Dr Jennifer Walklate

Dr Jennifer Walklate
Dr Jennifer Walklate
Dr Jennifer Walklate

Lecturer

About
Email Address
jennifer.walklate@abdn.ac.uk
Telephone Number
+44 (0)1224 272757
Office Address

Room G2

School of Social Science

University of Aberdeen

Edward Wright Building

Dunbar Street

Aberdeen

AB24 3QY

 

School/Department
School of Social Science

Biography

I am a museologist, historian and literary theorist, studying the intersections between museums and other cultural media, including literature, drama and comics. I utilize novelistic and poetic forms and concepts to open up new ways of considering visitor experience in museum contexts, and literature as an analytical framework for understanding the construction and performance of museums. Drawing upon this study, I am looking at new ways to create more representative, inclusive, egalitarian, and intellectually open institutions.

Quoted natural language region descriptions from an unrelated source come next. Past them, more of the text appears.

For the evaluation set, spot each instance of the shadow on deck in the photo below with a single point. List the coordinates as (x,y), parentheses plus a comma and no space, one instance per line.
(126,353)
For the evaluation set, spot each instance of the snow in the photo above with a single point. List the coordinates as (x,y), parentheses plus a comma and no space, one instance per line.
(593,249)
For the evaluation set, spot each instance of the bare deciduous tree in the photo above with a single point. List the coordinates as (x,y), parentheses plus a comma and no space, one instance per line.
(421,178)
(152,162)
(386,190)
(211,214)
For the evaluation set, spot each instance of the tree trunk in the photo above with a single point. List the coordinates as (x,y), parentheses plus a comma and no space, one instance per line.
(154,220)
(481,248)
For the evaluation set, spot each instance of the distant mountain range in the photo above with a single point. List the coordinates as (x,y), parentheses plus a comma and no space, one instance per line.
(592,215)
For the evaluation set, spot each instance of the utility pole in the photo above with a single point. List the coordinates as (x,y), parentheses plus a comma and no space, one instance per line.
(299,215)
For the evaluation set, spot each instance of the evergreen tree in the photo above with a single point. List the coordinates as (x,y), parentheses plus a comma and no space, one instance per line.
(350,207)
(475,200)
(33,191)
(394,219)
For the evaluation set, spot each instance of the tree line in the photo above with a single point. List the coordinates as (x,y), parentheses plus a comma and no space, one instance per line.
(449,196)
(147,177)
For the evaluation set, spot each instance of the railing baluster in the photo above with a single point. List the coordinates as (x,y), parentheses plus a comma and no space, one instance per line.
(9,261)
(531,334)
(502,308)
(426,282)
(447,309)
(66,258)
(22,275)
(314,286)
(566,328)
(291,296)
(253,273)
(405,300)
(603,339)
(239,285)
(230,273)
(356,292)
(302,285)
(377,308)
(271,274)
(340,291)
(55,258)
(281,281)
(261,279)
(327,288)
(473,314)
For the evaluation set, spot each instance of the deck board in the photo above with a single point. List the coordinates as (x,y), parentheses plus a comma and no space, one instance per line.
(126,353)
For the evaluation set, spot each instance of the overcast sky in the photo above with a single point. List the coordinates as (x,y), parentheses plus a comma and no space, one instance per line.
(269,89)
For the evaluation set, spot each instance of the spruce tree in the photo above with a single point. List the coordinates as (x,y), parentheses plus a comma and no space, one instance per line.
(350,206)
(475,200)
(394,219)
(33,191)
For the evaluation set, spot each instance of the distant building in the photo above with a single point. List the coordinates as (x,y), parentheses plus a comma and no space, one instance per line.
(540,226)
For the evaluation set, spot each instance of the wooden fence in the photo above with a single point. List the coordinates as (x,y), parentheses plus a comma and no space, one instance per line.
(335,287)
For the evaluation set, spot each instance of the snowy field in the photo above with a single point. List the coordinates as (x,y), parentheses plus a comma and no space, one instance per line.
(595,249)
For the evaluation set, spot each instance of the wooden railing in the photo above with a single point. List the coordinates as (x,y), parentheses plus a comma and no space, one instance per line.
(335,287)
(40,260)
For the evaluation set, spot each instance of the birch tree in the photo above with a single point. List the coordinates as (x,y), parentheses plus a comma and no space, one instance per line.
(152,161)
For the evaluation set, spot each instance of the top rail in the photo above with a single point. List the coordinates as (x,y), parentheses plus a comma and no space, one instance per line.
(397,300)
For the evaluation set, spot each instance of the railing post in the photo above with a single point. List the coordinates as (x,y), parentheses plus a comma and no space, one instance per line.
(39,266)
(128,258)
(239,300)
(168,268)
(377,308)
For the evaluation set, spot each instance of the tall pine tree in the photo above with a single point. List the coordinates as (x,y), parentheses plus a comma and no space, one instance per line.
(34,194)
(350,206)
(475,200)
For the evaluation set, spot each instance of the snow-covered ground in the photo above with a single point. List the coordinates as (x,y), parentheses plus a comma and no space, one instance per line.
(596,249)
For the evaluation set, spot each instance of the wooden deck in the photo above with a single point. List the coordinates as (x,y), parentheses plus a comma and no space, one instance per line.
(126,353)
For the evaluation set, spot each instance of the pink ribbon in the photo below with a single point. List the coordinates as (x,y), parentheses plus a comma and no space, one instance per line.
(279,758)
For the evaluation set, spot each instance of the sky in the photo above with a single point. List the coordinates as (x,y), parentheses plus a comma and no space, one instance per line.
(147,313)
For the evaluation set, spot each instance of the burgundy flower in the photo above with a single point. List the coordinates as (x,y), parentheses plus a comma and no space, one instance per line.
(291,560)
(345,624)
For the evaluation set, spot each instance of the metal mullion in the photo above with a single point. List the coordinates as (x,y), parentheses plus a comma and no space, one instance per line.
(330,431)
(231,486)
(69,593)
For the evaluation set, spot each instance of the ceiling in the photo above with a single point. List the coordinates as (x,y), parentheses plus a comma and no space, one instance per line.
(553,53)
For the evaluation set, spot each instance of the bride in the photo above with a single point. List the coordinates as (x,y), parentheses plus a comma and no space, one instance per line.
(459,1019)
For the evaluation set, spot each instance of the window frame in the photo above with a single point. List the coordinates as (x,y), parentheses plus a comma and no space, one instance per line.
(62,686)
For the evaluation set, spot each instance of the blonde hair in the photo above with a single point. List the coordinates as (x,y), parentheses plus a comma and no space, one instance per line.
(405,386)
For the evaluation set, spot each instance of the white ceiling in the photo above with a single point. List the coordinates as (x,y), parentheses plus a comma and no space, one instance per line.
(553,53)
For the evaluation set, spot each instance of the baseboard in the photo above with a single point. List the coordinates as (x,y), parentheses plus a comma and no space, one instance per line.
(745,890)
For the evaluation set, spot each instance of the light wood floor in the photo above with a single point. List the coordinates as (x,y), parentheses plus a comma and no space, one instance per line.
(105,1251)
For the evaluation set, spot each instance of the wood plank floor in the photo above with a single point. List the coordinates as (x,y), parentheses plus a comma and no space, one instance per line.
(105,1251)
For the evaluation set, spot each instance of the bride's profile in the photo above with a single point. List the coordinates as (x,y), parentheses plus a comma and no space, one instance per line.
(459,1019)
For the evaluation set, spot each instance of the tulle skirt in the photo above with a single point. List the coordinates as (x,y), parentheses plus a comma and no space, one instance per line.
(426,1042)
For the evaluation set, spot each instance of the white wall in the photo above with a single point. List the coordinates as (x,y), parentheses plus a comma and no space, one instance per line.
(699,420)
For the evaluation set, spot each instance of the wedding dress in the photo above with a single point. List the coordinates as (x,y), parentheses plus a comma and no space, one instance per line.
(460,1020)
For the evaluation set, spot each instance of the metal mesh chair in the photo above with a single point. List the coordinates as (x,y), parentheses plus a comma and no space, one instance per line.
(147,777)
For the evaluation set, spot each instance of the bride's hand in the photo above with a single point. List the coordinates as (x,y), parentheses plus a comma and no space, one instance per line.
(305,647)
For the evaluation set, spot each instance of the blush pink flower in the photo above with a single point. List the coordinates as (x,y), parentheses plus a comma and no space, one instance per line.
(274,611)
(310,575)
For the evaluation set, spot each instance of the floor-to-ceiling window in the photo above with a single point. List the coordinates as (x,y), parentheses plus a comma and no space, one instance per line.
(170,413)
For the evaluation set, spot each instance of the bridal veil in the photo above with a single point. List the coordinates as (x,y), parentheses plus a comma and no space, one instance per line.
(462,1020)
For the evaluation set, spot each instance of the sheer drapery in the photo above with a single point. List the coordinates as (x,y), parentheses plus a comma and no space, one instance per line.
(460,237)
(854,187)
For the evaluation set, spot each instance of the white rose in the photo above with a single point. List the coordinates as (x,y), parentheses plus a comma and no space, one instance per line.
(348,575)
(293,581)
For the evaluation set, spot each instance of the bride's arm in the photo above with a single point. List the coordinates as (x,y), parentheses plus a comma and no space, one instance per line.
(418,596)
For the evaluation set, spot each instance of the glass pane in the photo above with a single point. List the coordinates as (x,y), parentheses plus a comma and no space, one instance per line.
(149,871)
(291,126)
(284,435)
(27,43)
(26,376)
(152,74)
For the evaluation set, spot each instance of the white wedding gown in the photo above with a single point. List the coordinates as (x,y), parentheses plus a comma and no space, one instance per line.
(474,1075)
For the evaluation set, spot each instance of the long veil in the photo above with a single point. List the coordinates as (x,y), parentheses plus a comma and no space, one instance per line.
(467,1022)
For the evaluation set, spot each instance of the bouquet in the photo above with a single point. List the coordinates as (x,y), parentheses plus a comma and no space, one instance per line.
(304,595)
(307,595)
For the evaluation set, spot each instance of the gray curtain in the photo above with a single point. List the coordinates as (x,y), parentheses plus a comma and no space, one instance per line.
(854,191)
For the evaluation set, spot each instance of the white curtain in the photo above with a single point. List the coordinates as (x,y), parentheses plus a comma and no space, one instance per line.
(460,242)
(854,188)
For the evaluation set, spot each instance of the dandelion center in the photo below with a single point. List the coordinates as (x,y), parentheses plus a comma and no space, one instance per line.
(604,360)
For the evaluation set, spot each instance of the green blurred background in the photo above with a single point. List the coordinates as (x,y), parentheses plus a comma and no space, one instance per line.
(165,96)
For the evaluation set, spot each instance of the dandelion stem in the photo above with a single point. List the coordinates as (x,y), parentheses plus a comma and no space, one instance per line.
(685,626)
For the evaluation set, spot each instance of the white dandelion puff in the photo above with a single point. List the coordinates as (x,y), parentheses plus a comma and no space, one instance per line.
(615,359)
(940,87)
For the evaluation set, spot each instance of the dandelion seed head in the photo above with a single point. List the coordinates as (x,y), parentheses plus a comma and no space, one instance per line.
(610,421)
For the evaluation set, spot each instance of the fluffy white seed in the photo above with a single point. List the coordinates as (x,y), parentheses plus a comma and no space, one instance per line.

I completed a PhD at the School of Museum Studies, Leicester, in 2013, and an MA in 2009. I have worked as a Collections Assessor, Research Assistant, Editor, and Docent, and have volunteered with the Galleries of Justice Museum, the Ashmolean Museum, and the Royal Shakespeare Company Collections. I am a member of the Museum Ethnographers Group (MEG), the International Committee for Museums and Collections of Ethnography (ICME), and work as editor for Museum & Society, and the Best in Heritage Projects of Influence Award.

Research

Research Overview

Spatial and temporal museum design, literature, philosophy, cultural theory

 

My research focuses on the experience and ethics of spatial and temporal design in museums. I use the methods, theories and concepts of literature to illuminate and analyse the methods, theories and concepts of museology and museum practice. You can see me talking about one of my literary resources - comics - by clicking this link.

 

Current Research

Currently, I am researching the literary concept of Carnival, and how its ethical and political dimensions might be utilized in museum spaces. At present, I am exploring how temporal aspects of Carnival, such as grotesquery, billingsgate, and embodiment, relate to anthropological and ethnographic displays; how Carnivalesque aspects already appear, and how they might enhance ethical practice and theory. I have spoken about this at conferences, including Museum Temporalities: Time, History and the Ethnographic Museum, and have published articles on the subject in publications such as Museum Worlds, with my article 'Heterotopia or Carnival Site?: Rethinking the Ethnographic Museum'

I am also examining negative and ambiguous affect in museum spaces, notably notions of the grotesque, uncanny and abject. I am writing on anxiety and unease as powerful productive forces in museum spaces, and their relation to contemporary activism, within and without museums. In a recent contribution to Knell's The Contemporary Museum: Shaping Museums for the Global NowI argue that anxiety has the potential to produce a radical critique of museum practice and museology.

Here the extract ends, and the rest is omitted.